For many animals, rapid divisions during the first stages of embryogenesis generate a population of undetermined cells that acquire developmental distinctiveness only as they prepare for gastrulation. These first stages have been thought to contribute little or no spatial information, and in animals such as amphibians, fish and insects, to rely entirely on maternal stores. In Drosophila, for example, the early divisions proceed with a cycle time of 9.6 min, and reportedly without gene expression. We discovered a small cohort of genes that is expressed at the early, pre-blastoderm stages. We found that one of these genes, engrailed, is expressed in embryos that have only two nuclei, and that engrailed mutant embryos develop abnormally at these stages (Ali-Murthy et al, 2013). These findings reveal that the zygotic genome is expressed and is essential in the very early stage embryo, thereby putting to rest the idea of a quiescent zygotic genome and opening the earliest stages of embryonic development to genetic and molecular analysis.

In addition to these studies of gene expression in the early embryo, we investigate how the early embryo is patterned. Thirty years ago, the first concentration gradient of a morphogen signaling protein was discovered - the Bicoid (Bcd) gradient in the Drosophila embryo. Genetic histological experiments showed that the Bcd concentration gradient organizes the embryo’s anteroposterior axis by regulating the expression of target genes, and showed that the gradient forms from bcd mRNA that had been sequestered in an inactive state at the anterior end of the unfertilized egg. It was proposed that the Bcd protein gradient forms after egg activation from newly translated protein that passively diffuses from its site of synthesis at the anterior end, and this model has been in our textbooks for several decades.

This model is predicated on several assumptions that had been unquestioned until now. One pertains to the idea that the egg lacks Bcd protein, an idea that was based on the observation that immature oocytes have bcd RNA and no Bcd protein. However, because no methods were known that could be used to examine mature oocytes, it was assumed that the mature unfertilized egg also lacks Bcd protein. The second pertains to the identity of the Bcd gradient itself. All studies of the Bcd gradient during the past thirty years reported on the gradient that forms at the syncytial blastoderm stages after the nuclei reach the surface of the embryo, and ignored the earlier eight cycles of nuclear divisions that occur before the nuclei reach the surface.

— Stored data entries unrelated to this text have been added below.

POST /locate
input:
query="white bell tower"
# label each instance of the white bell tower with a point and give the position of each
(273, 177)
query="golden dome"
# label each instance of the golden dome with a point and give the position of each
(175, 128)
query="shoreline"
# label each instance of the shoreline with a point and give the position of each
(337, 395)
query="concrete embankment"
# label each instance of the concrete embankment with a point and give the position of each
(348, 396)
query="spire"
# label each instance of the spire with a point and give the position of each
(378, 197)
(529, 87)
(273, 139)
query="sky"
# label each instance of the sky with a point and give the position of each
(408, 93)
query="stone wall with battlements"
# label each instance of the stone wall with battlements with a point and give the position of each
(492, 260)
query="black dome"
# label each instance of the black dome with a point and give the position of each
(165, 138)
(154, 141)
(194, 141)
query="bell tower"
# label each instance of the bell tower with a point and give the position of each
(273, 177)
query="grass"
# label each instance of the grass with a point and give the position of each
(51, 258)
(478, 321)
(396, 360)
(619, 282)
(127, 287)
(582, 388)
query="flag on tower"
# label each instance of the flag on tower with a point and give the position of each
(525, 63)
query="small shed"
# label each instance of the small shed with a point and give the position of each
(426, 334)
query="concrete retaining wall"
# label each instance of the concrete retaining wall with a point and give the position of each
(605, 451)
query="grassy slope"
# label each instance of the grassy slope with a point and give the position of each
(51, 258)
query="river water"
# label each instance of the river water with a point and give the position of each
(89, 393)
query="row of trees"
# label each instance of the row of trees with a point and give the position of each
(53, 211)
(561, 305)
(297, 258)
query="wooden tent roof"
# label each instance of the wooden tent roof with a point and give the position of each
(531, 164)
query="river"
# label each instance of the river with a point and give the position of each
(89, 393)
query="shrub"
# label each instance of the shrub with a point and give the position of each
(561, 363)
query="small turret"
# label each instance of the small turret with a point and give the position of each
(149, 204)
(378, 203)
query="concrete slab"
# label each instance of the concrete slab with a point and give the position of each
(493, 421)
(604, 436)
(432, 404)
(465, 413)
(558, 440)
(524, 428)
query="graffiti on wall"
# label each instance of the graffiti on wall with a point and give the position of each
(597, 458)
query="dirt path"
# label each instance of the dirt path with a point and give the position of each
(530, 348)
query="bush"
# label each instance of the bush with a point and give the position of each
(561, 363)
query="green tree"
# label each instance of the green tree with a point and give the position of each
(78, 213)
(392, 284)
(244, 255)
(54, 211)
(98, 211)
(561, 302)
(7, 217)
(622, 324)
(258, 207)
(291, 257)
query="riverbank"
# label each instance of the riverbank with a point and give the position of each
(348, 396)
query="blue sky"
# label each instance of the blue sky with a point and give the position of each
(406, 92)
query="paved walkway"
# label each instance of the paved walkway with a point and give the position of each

Our recent work of (Ali-Murthy and Kornberg, 2016) shows that these assumptions are incorrect. In fact, the mature oocyte has Bcd protein tightly sequestered at its anterior tip in the same pattern as bcd mRNA, and after fertilization, the Bcd protein gradient forms first in the embryo interior and first organizes spatial domains of expression of target genes prior to syncytial blastoderm. These distributions of bcd mRNA and Bcd protein are not consistent with gradient generation by protein diffusion and suggest that the protein gradient is most likely generated by a process that involves regulated transport. These findings imply that the early Drosophila embryo is more organized and actively regulated than had been previously understood – that it is not entirely pre-programmed. This exciting conceptual advance should encourage more investigations of this fascinating stage of embryogenesis, especially now that new methods for analysis are available and now that there is a new appreciation of the way that the patterns form.